By the end of the month California Secretary of State Debra Bowen will give her blessing to the 2012 election results and the shuffling on the Lathrop City Council will be able to formally take place – allowing Councilman Sonny Dhaliwal to take the gavel in his ascension to mayor.

But what the council will do with the vacancy that his promotion creates – something that they faced in 2010 when the leading vote getter opted out of his seat for professional reasons – remains a mystery.

Multiple options will be available to the new council, which will include former councilman Steve Dresser and incumbent Martha Salcedo. Both dominated the 10-person field in the race for two council seats by amassing a combined 46 percent of the vote. Taking applications from “qualified” candidates and holding a special election or a runoff to determine who will fill the seat are both on the table.

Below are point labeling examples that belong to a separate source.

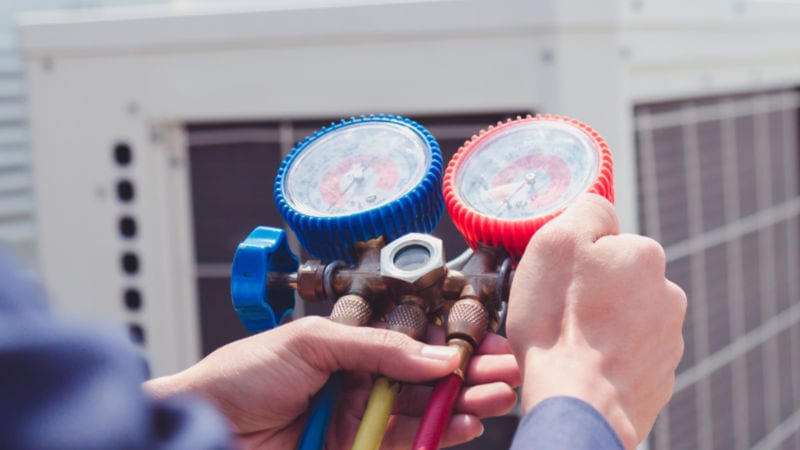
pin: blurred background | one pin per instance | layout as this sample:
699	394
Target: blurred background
139	142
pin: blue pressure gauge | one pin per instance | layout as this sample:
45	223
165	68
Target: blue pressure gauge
360	179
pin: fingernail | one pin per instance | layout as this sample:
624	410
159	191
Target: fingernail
439	352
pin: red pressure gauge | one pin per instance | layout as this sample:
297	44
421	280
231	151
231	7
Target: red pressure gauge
509	180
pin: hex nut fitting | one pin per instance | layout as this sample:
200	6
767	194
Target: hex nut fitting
427	269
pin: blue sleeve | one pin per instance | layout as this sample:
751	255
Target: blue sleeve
561	423
71	386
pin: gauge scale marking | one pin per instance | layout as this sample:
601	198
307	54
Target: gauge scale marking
356	168
527	170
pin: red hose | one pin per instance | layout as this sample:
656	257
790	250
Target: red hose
437	414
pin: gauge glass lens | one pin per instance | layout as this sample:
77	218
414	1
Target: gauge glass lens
527	170
356	168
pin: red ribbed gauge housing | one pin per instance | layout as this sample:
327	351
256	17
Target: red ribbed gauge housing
509	180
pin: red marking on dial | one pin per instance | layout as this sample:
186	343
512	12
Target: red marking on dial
333	185
507	182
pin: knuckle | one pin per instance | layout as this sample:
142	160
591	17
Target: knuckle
552	240
652	254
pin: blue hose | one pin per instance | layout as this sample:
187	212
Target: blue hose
316	430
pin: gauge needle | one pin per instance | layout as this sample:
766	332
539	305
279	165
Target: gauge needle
530	180
357	174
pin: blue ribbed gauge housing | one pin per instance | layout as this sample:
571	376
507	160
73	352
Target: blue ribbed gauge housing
359	179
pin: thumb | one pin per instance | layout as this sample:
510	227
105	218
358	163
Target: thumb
331	347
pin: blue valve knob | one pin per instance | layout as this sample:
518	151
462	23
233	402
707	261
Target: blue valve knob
260	307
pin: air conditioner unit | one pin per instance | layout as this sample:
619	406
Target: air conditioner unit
157	132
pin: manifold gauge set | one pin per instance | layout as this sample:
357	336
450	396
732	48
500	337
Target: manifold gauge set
363	195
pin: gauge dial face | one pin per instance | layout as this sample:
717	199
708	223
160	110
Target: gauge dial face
527	170
356	168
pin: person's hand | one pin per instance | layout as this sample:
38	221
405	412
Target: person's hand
592	316
263	384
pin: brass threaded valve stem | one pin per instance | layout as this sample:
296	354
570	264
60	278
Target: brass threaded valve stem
410	319
467	325
468	320
352	309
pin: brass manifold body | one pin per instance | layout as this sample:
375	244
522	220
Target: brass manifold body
408	284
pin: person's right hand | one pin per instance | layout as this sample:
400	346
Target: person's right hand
592	316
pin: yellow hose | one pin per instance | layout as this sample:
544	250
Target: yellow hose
376	416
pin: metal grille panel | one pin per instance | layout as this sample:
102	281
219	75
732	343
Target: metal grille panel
718	186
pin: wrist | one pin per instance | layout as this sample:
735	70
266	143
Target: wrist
546	377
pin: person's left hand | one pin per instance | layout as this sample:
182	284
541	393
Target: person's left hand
264	384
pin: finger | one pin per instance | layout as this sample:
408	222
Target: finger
588	218
401	431
485	369
486	400
331	347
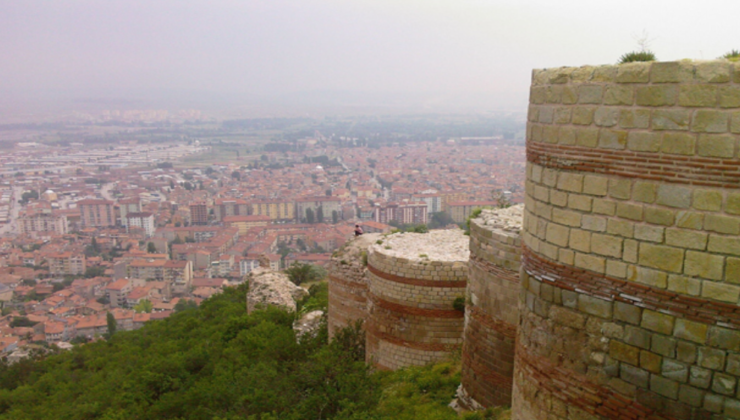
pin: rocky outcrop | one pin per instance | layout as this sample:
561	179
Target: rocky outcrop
308	324
271	288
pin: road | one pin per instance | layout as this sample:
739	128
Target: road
11	228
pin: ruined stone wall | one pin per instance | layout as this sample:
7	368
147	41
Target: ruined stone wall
491	315
631	254
348	283
413	281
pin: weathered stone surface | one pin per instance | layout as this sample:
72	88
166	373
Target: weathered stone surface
270	288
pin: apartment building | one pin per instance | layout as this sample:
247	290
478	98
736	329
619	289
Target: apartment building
66	263
96	213
198	213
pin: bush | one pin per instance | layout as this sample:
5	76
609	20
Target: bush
635	56
733	55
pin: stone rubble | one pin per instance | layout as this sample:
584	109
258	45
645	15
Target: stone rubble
267	287
508	219
437	245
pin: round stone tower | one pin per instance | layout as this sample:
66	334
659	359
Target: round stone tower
491	315
348	284
631	257
414	280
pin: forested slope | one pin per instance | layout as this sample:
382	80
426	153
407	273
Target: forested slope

What happened when the council was last realigned could also be a possibility.

When Lathrop-Manteca Fire Chief Gene Neely announced that he would not be assuming the seat that he won in dominating fashion in the 2010 election because of perceived conflicts of interest, the council voted to pick the person with the next-most votes. While it was a controversial move and one that sparked a heated debate and stand-off between Mayor Joseph “Chaka” Santos and his counterparts, then 19-year-old Omar Ornelas was tapped to fill the spot.

And only 20 votes separate the following three candidates.

If that were to be perceived as a precedent, Paul Akinjo – who secured 9.74 percent (669 votes) of the ballots cast – would be next in line. Debbie Rock is right behind him with 9.58 percent (658 votes) while Joey Ermitanio came in at 9.45 percent (649 votes).

Ornelas’ appointment wasn’t immediate – the four-member council had to discuss how they wanted to proceed – but it was action-packed after Santos asked that the appointment be immediately nullified because of his claim it violated parliamentary procedure.

Even Neely – who had handily won the seat before officially resigning it (he had been promoted to the position of Fire Chief during his campaign) – stepped up and asked that a different method be used for picking the person to fill the full four-year term.

Whoever fills Dhaliwal’s vacant seat would face reelection in 2014.